In another practice I worked with that served an older patient population, the treatment rooms were located at the back of the building and the waiting room and physician offices were located at the front. Older people walk at a slower pace—on average, about 2.8 feet per second—and they were taking an extra 30 to 50 seconds to walk back to the rooms. We moved the physician offices to the back and the treatment rooms to the front and it made a big change in both efficiency and patient satisfaction.
Many times, I’ll start the process by just sitting in a practice’s waiting room and watching what happens. In one organization, I watched several patients take their clipboard of registration forms to their seat and then walk back up to the front desk a minute later with questions. I asked a staff member what the most common questions were. One was related to small, hard-to-read print on the forms and the other was about confusing language in the financial policy.
We made a few simple changes. We rewrote the financial policy in simple, layman’s terms. Then I went to Sam’s Club and bought 20 pairs of reading glasses and put them in a basket in the waiting room with a sign that said, “Help yourself to a pair of reading glasses.” We cut check-in time from 17 minutes to 9 minutes just because people didn’t have to keep walking up and asking questions. That’s what Lean can do.

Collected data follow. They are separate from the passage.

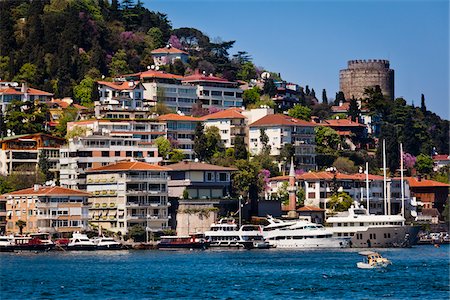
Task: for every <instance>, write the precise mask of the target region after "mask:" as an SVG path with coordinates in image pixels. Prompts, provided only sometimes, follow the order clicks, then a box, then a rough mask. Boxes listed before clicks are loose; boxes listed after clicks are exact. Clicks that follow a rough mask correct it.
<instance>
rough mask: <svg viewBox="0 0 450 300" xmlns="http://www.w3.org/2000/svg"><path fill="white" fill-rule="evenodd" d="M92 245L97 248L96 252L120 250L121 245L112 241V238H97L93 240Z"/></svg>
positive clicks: (106, 237)
mask: <svg viewBox="0 0 450 300" xmlns="http://www.w3.org/2000/svg"><path fill="white" fill-rule="evenodd" d="M93 242H94V244H95V245H96V246H97V250H120V249H122V244H121V243H119V242H117V241H116V240H114V238H112V237H105V236H101V237H97V238H94V239H93Z"/></svg>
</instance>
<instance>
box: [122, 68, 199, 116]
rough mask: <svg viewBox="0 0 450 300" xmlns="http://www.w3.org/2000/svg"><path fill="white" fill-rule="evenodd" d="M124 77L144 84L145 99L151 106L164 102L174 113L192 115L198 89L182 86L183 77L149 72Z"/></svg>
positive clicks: (127, 75) (182, 85)
mask: <svg viewBox="0 0 450 300" xmlns="http://www.w3.org/2000/svg"><path fill="white" fill-rule="evenodd" d="M123 77H125V78H127V79H128V78H133V79H134V80H140V81H141V82H142V84H143V86H144V87H145V90H144V99H145V100H148V101H150V105H156V102H158V101H159V102H164V104H165V105H166V106H167V107H169V108H171V109H172V110H173V111H180V112H182V113H184V114H191V111H192V105H193V104H194V103H195V102H196V101H197V87H196V86H189V85H181V80H182V79H183V76H179V75H174V74H170V73H166V72H162V71H155V70H148V71H145V72H140V73H136V74H130V75H124V76H123Z"/></svg>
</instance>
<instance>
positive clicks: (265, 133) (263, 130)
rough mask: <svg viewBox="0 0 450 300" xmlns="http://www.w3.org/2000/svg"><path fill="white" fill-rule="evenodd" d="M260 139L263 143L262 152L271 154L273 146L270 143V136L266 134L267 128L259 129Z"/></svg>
mask: <svg viewBox="0 0 450 300" xmlns="http://www.w3.org/2000/svg"><path fill="white" fill-rule="evenodd" d="M259 140H260V142H261V144H262V153H267V154H270V150H271V147H270V145H269V137H268V136H267V134H266V129H264V128H260V129H259Z"/></svg>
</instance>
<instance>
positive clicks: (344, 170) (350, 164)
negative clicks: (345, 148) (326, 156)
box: [333, 157, 358, 174]
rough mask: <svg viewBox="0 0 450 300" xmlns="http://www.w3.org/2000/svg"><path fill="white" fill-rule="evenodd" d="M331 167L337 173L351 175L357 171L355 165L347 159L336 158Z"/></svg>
mask: <svg viewBox="0 0 450 300" xmlns="http://www.w3.org/2000/svg"><path fill="white" fill-rule="evenodd" d="M333 167H335V168H336V169H337V170H338V171H339V172H342V173H347V174H353V173H356V172H357V171H358V168H357V167H355V163H354V162H353V161H351V160H350V159H348V158H347V157H338V158H337V159H336V160H335V161H334V163H333Z"/></svg>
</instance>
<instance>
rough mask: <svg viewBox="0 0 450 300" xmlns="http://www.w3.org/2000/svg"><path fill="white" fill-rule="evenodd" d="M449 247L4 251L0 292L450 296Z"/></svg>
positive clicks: (424, 246)
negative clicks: (293, 250) (372, 264)
mask: <svg viewBox="0 0 450 300" xmlns="http://www.w3.org/2000/svg"><path fill="white" fill-rule="evenodd" d="M449 250H450V247H449V246H448V245H442V246H441V247H440V248H436V247H433V246H416V247H413V248H408V249H378V250H377V251H378V252H380V253H381V254H382V255H383V256H385V257H387V258H389V259H390V260H391V261H392V262H393V264H392V265H391V266H389V267H387V268H386V269H373V270H362V269H358V268H357V267H356V263H357V262H358V261H361V260H362V257H361V256H360V255H358V250H357V249H349V250H313V251H305V250H302V251H288V250H277V249H270V250H250V251H248V250H237V251H236V250H206V251H188V250H185V251H184V250H182V251H142V250H141V251H139V250H134V251H110V252H109V251H96V252H49V253H32V252H29V253H26V252H24V253H0V298H1V299H176V298H187V299H200V298H203V299H206V298H207V299H379V298H385V297H386V298H391V299H410V298H417V299H449V296H450V294H449V289H450V283H449Z"/></svg>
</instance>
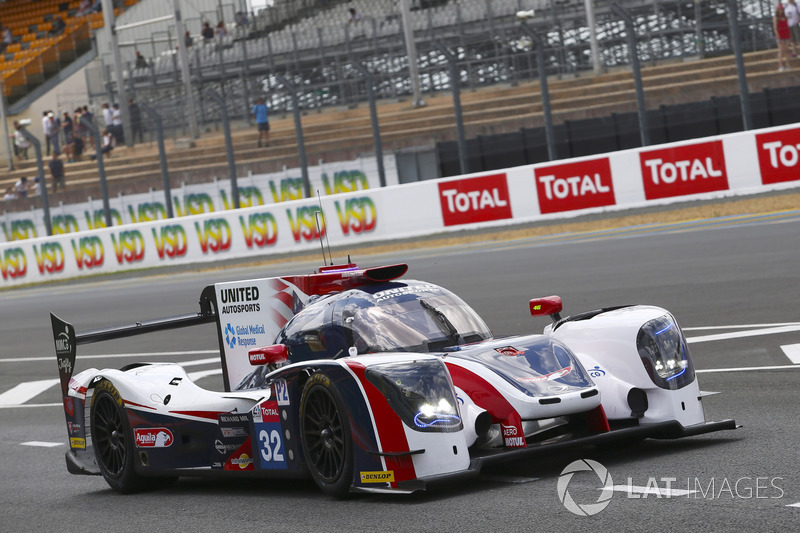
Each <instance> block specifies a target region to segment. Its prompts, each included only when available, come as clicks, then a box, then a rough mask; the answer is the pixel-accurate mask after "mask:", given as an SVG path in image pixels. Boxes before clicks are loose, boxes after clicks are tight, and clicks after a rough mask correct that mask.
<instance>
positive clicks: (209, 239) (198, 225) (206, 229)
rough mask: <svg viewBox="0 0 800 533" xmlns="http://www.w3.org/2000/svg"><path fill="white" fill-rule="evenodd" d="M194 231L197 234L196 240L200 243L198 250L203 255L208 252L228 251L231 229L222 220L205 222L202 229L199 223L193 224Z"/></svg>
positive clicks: (222, 218)
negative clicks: (200, 249)
mask: <svg viewBox="0 0 800 533" xmlns="http://www.w3.org/2000/svg"><path fill="white" fill-rule="evenodd" d="M194 229H195V231H196V232H197V239H198V240H199V241H200V249H202V250H203V253H204V254H207V253H208V252H209V250H210V251H212V252H214V253H218V252H224V251H227V250H229V249H230V247H231V227H230V226H229V225H228V221H227V220H225V219H224V218H212V219H209V220H205V221H203V226H202V227H200V223H199V222H195V223H194Z"/></svg>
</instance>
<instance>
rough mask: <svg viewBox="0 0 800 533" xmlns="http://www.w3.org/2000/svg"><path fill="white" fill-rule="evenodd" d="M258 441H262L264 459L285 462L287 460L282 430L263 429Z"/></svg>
mask: <svg viewBox="0 0 800 533" xmlns="http://www.w3.org/2000/svg"><path fill="white" fill-rule="evenodd" d="M258 441H259V442H260V443H261V459H262V461H264V462H267V463H275V462H278V463H283V462H284V461H285V459H284V458H283V449H282V445H283V442H282V441H281V434H280V431H278V430H277V429H273V430H271V431H270V430H268V429H262V430H261V431H260V432H259V434H258Z"/></svg>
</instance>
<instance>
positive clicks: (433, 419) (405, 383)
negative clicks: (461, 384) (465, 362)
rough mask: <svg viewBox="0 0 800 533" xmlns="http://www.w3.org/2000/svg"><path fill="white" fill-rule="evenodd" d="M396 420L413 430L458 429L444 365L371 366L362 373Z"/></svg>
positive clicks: (387, 363)
mask: <svg viewBox="0 0 800 533" xmlns="http://www.w3.org/2000/svg"><path fill="white" fill-rule="evenodd" d="M365 375H366V377H367V379H368V380H369V382H370V383H372V384H373V385H375V387H377V388H378V390H380V391H381V393H383V395H384V396H385V397H386V401H387V402H388V403H389V406H390V407H391V408H392V409H393V410H394V412H395V413H397V415H398V416H399V417H400V419H401V420H402V421H403V422H405V424H406V425H407V426H409V427H411V428H412V429H416V430H417V431H436V432H451V431H459V430H461V427H462V426H461V417H460V416H459V415H458V407H457V406H456V399H455V396H454V394H453V387H452V385H451V384H450V380H449V379H448V377H447V372H446V371H445V367H444V365H443V364H442V363H441V362H440V361H437V360H425V361H403V362H399V363H387V364H380V365H372V366H370V367H369V368H367V371H366V373H365Z"/></svg>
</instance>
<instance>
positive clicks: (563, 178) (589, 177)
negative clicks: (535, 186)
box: [534, 157, 616, 214]
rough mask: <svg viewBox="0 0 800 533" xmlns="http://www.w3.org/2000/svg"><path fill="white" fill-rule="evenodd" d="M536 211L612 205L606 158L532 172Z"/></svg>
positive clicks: (612, 183)
mask: <svg viewBox="0 0 800 533" xmlns="http://www.w3.org/2000/svg"><path fill="white" fill-rule="evenodd" d="M534 175H535V177H536V193H537V195H538V197H539V210H540V211H541V212H542V213H543V214H544V213H558V212H561V211H572V210H575V209H588V208H590V207H602V206H607V205H614V204H615V203H616V200H615V198H614V185H613V183H612V181H611V165H610V164H609V162H608V158H607V157H604V158H602V159H592V160H589V161H579V162H577V163H566V164H563V165H551V166H546V167H538V168H536V169H534Z"/></svg>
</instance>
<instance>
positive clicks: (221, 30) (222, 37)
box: [216, 20, 228, 41]
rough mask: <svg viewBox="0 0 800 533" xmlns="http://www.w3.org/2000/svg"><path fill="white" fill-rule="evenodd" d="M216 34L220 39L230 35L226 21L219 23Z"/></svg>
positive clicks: (220, 40)
mask: <svg viewBox="0 0 800 533" xmlns="http://www.w3.org/2000/svg"><path fill="white" fill-rule="evenodd" d="M216 36H217V39H219V40H220V41H221V40H223V39H224V38H225V37H227V36H228V30H226V29H225V23H224V22H222V21H221V20H220V21H219V22H218V23H217V30H216Z"/></svg>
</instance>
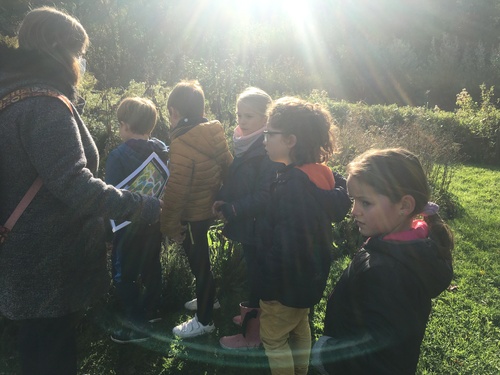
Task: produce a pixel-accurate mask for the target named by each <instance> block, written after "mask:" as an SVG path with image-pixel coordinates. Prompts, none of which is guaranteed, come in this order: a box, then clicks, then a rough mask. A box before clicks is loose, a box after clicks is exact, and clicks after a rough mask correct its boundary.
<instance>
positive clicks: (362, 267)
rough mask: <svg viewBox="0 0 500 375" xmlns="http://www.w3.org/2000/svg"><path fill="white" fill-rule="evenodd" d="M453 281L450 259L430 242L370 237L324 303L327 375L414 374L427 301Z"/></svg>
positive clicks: (417, 361) (436, 245)
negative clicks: (404, 241)
mask: <svg viewBox="0 0 500 375" xmlns="http://www.w3.org/2000/svg"><path fill="white" fill-rule="evenodd" d="M452 276H453V269H452V266H451V260H450V259H446V258H444V257H442V256H441V255H440V252H439V251H438V248H437V245H436V243H435V242H434V241H432V240H431V239H420V240H414V241H409V242H391V241H384V240H381V239H378V238H370V239H369V240H368V241H367V242H366V243H365V245H364V246H363V248H362V249H361V250H360V251H359V252H358V253H357V254H356V255H355V257H354V259H353V260H352V262H351V264H350V265H349V267H348V268H347V269H346V270H345V271H344V273H343V274H342V276H341V278H340V280H339V281H338V282H337V284H336V286H335V289H334V291H333V292H332V294H331V296H330V298H329V300H328V305H327V312H326V317H325V330H324V335H325V336H330V338H328V339H327V340H326V341H325V343H324V344H323V346H322V347H321V352H320V358H321V362H322V364H323V366H324V368H325V369H326V370H327V372H328V373H329V374H359V375H362V374H374V375H380V374H384V375H389V374H391V375H392V374H393V375H405V374H406V375H410V374H415V371H416V367H417V362H418V357H419V354H420V344H421V342H422V339H423V337H424V333H425V328H426V325H427V321H428V319H429V313H430V311H431V299H432V298H434V297H437V296H438V295H439V294H440V293H441V292H442V291H444V290H445V289H446V288H447V287H448V285H449V284H450V281H451V278H452ZM316 346H317V345H315V349H316ZM318 350H319V348H318Z"/></svg>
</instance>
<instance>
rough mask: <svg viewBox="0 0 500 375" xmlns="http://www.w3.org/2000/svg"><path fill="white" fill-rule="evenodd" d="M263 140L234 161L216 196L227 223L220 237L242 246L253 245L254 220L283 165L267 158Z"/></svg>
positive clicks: (256, 144)
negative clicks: (218, 201) (221, 185)
mask: <svg viewBox="0 0 500 375" xmlns="http://www.w3.org/2000/svg"><path fill="white" fill-rule="evenodd" d="M263 140H264V135H262V136H261V137H259V138H258V139H257V140H256V141H255V142H254V143H253V144H252V145H251V146H250V148H249V149H248V150H247V151H246V152H245V153H244V154H243V155H241V156H238V157H236V158H235V159H234V161H233V162H232V163H231V165H230V166H229V170H228V173H227V175H226V178H225V179H224V183H223V185H222V188H221V190H220V191H219V193H218V194H217V197H216V200H222V201H224V202H226V204H225V205H223V206H222V208H221V209H222V212H223V214H224V217H225V218H226V220H227V223H226V225H225V226H224V230H223V234H224V235H225V236H226V237H227V238H230V239H231V240H233V241H237V242H240V243H243V244H246V245H255V244H256V240H255V235H256V233H255V230H256V229H255V225H256V221H258V220H259V218H260V217H261V216H262V215H263V214H264V213H265V209H266V207H267V205H268V204H269V198H270V187H271V183H272V181H274V179H275V177H276V171H277V170H278V169H279V168H280V167H282V166H283V164H281V163H276V162H273V161H271V160H270V159H269V157H268V156H267V153H266V150H265V147H264V144H263V143H262V141H263Z"/></svg>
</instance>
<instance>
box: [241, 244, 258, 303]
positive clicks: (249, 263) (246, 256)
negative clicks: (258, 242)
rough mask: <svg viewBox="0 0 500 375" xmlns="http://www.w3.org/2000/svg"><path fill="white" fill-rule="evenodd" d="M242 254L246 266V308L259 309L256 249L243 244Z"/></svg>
mask: <svg viewBox="0 0 500 375" xmlns="http://www.w3.org/2000/svg"><path fill="white" fill-rule="evenodd" d="M243 254H244V256H245V263H246V265H247V278H248V288H249V297H248V307H259V300H260V295H259V279H258V272H257V249H256V247H255V246H254V245H245V244H243Z"/></svg>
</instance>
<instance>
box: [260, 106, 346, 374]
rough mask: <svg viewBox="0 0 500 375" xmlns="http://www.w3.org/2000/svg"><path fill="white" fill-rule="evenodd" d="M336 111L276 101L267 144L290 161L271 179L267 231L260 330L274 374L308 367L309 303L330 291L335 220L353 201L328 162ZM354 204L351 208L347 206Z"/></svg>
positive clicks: (267, 356)
mask: <svg viewBox="0 0 500 375" xmlns="http://www.w3.org/2000/svg"><path fill="white" fill-rule="evenodd" d="M333 130H334V129H333V124H332V119H331V117H330V114H329V113H328V112H327V111H326V110H325V109H324V108H322V107H321V106H320V105H318V104H311V103H308V102H306V101H304V100H301V99H298V98H293V97H284V98H281V99H279V100H277V101H276V102H275V103H274V105H273V107H272V108H271V111H270V115H269V120H268V124H267V128H266V130H265V131H264V137H265V138H264V144H265V147H266V150H267V153H268V155H269V158H270V159H271V160H273V161H275V162H279V163H283V164H284V167H283V168H282V169H281V170H279V172H278V175H277V178H276V180H275V181H274V182H273V184H272V185H271V199H270V202H269V205H268V211H267V215H266V216H265V220H266V221H267V223H266V224H267V225H263V230H262V232H261V233H260V234H259V244H258V262H259V271H260V273H259V279H260V280H261V288H260V292H261V300H260V308H261V318H260V319H261V320H260V335H261V340H262V342H263V344H264V349H265V352H266V355H267V357H268V360H269V365H270V368H271V371H272V373H273V374H285V373H286V374H289V373H295V374H307V371H308V364H309V356H310V351H311V331H310V327H309V319H308V315H309V309H310V308H311V307H313V306H314V305H315V304H316V303H317V302H318V301H319V300H320V299H321V297H322V296H323V291H324V289H325V285H326V281H327V278H328V274H329V270H330V264H331V250H332V242H333V238H332V227H331V223H332V221H335V220H338V213H337V212H336V210H337V209H338V211H339V212H341V216H342V218H343V217H344V216H345V214H346V213H347V209H348V207H349V205H350V203H349V200H348V198H347V196H346V195H345V193H344V200H343V202H344V203H342V201H340V203H339V204H338V205H337V204H336V202H338V200H335V199H332V197H333V193H332V192H333V191H334V188H335V179H334V175H333V173H332V171H331V170H330V168H328V167H327V166H326V165H325V164H324V163H325V162H326V161H327V160H328V158H329V157H330V155H331V154H332V153H333V151H334V143H335V142H334V141H335V139H334V135H333ZM346 208H347V209H346Z"/></svg>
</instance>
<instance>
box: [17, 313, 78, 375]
mask: <svg viewBox="0 0 500 375" xmlns="http://www.w3.org/2000/svg"><path fill="white" fill-rule="evenodd" d="M76 321H77V314H70V315H66V316H63V317H60V318H43V319H27V320H21V321H19V357H20V360H21V373H22V374H23V375H76V370H77V368H76V332H75V326H76Z"/></svg>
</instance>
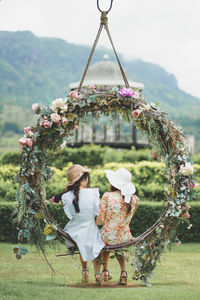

Maureen: What does the process look like?
Frank: There is a basic model we use called PDSA: Plan, Do, Study, Act. During the “plan” cycle, you decide what the problem is that you would like to focus on and you make a plan. Let’s say we’re trying to shorten wait times. We decide to take the first patient of every hour and put a sticky note in their chart with the times they checked in, went in the room, got procedures done and checked out. The “do” part is when we put the plan into action and measure times for those patients. The “study” cycle is when we analyze the data and look for additional consequences. Then in “act,” we look for solutions, screen them, simulate them and implement them.
Maureen: For healthcare organizations that are new to Lean Six Sigma, what are some good places to start looking for waste?
Frank: I always start with check-in times. There’s so much low-hanging fruit there. From there, I go to revenue cycle and then to quality. Anything clinical is obviously much harder because it’s difficult to tell physicians what to do with their patients, so my advice is to start with the first two.